Myers believed strongly that any information collected at taxpayers’ expense should be made publicly available. He posted his data on websites and invited interested parties to try to pick apart his analysis, believing this was science’s pathway to the truth.
In October 2005, Fortune magazine declared him one of the top 10 people in the world to watch, listing him between U.S. Sen. Barack Obama (D-Ill.) and the co-founders of Google.
An enthusiastic problem solver, Myers brought a childlike glee to the collection and analysis of fishing records, scientific surveys, newspaper records or any other type of data he could get into his hands -- or more accurately his computer.
The bearded, bespectacled biologist showed up at scientific meetings around the globe wearing trademark shorts, sandals with socks and a mischievous grin. He was there, he said, “to mine data,” typing on his laptop computer in a frenzy of multi-tasking. Myers’ brain operated in a whirl, spinning so fast his words sometimes had difficulty keeping up.
Born and raised in the tiny town of Lula, Miss., Ransom Aldrich Myers Jr. was one of four children and the namesake son of a cotton farmer who owned a plantation stretching across thousands of acres.
In grade school, his teachers were worried that he was slow to learn to read, according to his younger sister, Susan G. Myers. But by high school, his teachers said that he shouldn’t bother coming to school. It was for another reason: There was apparently nothing they could teach him that he hadn’t already mastered.
At age 16, he won an international science fair with an “X-ray crystallograph” that measured the symmetry between atoms -- a delicate instrument that he built in his bedroom. The Massachusetts Institute of Technology tried to recruit Myers for its physics department, but his father wouldn’t stand for it. “My father wouldn’t let him go because it was north of the Mason-Dixon line,” Myers’ sister said, explaining that deep Southern roots included ancestors who were Confederate soldiers.
So Myers earned a physics degree at Rice University in Houston and then worked in the oilfields of Kuwait as a physicist to earn some money before departing on a series of adventures that took him trekking in Nepal, backpacking through Africa and sailing across the Atlantic from Africa to the Caribbean in a 28-foot boat.

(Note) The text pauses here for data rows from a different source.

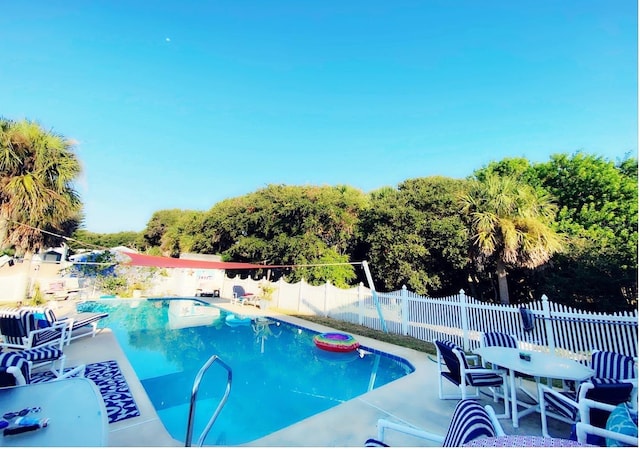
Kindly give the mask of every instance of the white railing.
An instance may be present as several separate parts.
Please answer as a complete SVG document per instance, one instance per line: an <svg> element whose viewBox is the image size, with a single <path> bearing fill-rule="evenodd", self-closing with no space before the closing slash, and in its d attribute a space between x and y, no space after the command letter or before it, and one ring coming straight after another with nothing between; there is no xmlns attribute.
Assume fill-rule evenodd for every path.
<svg viewBox="0 0 640 449"><path fill-rule="evenodd" d="M232 297L234 287L258 293L263 280L225 278L221 295ZM382 330L371 290L360 284L339 289L329 283L312 286L304 280L274 283L273 307L299 314L321 315ZM543 296L527 304L535 316L534 330L523 332L519 305L487 304L464 291L445 298L429 298L401 290L379 293L380 310L390 333L424 341L448 339L473 350L483 332L514 335L523 347L554 352L582 362L593 349L638 355L638 312L601 314L563 306Z"/></svg>

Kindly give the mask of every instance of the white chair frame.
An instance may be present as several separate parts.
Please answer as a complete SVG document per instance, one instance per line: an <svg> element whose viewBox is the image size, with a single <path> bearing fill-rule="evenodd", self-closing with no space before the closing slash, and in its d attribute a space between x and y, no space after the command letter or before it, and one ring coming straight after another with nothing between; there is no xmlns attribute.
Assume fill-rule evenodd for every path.
<svg viewBox="0 0 640 449"><path fill-rule="evenodd" d="M603 438L612 438L622 443L638 447L638 437L632 437L623 433L613 432L611 430L596 427L589 422L589 415L592 408L612 412L616 408L615 405L597 402L592 399L581 399L579 403L580 421L576 423L576 435L579 443L587 442L587 434L598 435Z"/></svg>

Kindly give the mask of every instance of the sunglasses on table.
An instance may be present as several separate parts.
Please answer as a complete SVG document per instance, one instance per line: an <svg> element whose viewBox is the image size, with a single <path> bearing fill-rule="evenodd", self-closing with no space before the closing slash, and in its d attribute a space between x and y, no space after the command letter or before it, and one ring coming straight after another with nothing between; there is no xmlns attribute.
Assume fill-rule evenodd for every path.
<svg viewBox="0 0 640 449"><path fill-rule="evenodd" d="M29 413L38 413L40 410L41 410L40 407L27 407L27 408L23 408L19 412L7 412L4 415L2 415L2 417L4 419L13 419L13 418L17 418L18 416L27 416Z"/></svg>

It was during this time that he became interested in fish, his sister said. Not wanting to displease his father, he ventured farther north than the Yankee north and enrolled in Dalhousie University, where he received a master’s degree in mathematics and a PhD in biology.

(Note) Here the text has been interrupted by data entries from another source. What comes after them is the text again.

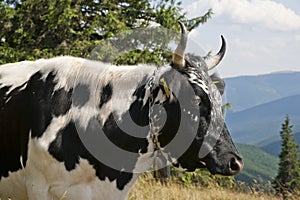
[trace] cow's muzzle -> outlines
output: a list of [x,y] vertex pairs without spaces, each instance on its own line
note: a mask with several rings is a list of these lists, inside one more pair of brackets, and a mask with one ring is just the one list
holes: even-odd
[[228,164],[229,175],[236,175],[244,168],[243,159],[240,156],[234,156],[230,159]]
[[243,158],[239,155],[229,154],[221,159],[206,159],[206,168],[213,175],[233,176],[243,170]]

Myers published prolifically in scientific journals to the very end, including a paper on sharks that will appear in Friday’s edition of the journal Science.

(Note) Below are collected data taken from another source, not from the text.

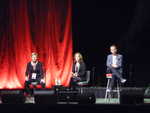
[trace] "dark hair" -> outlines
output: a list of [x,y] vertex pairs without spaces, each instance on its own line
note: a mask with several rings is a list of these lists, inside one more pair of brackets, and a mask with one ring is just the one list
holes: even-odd
[[110,47],[115,47],[117,49],[117,46],[115,44],[111,45]]

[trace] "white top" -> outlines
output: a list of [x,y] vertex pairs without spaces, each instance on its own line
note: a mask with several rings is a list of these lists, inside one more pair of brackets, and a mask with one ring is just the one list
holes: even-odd
[[112,56],[112,64],[117,64],[117,56],[115,55]]

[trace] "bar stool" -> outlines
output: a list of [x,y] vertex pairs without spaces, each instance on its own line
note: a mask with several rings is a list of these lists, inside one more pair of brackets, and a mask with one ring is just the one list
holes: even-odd
[[105,101],[110,102],[113,93],[117,93],[117,99],[119,100],[119,98],[120,98],[120,83],[119,83],[119,81],[118,80],[116,81],[116,89],[110,90],[109,87],[110,87],[110,82],[112,79],[112,73],[106,74],[106,78],[107,78],[107,86],[106,86],[106,93],[105,93]]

In recent years, he wrote a number of papers on how once-common sharks were rapidly disappearing in part because fishermen catch them to harvest their fins for Chinese soup.
“My son loves hammerheads,” Myers said a few years ago of his son, now age 9. “I’d like to make sure they are around when he grows up.”
Myers is survived by his wife, Rita; his five children, Emily, Rosemary, Sophia, Carlo and Gioia; and his siblings, Abbott Ransom Myers, Joan Peters and Susan Myers.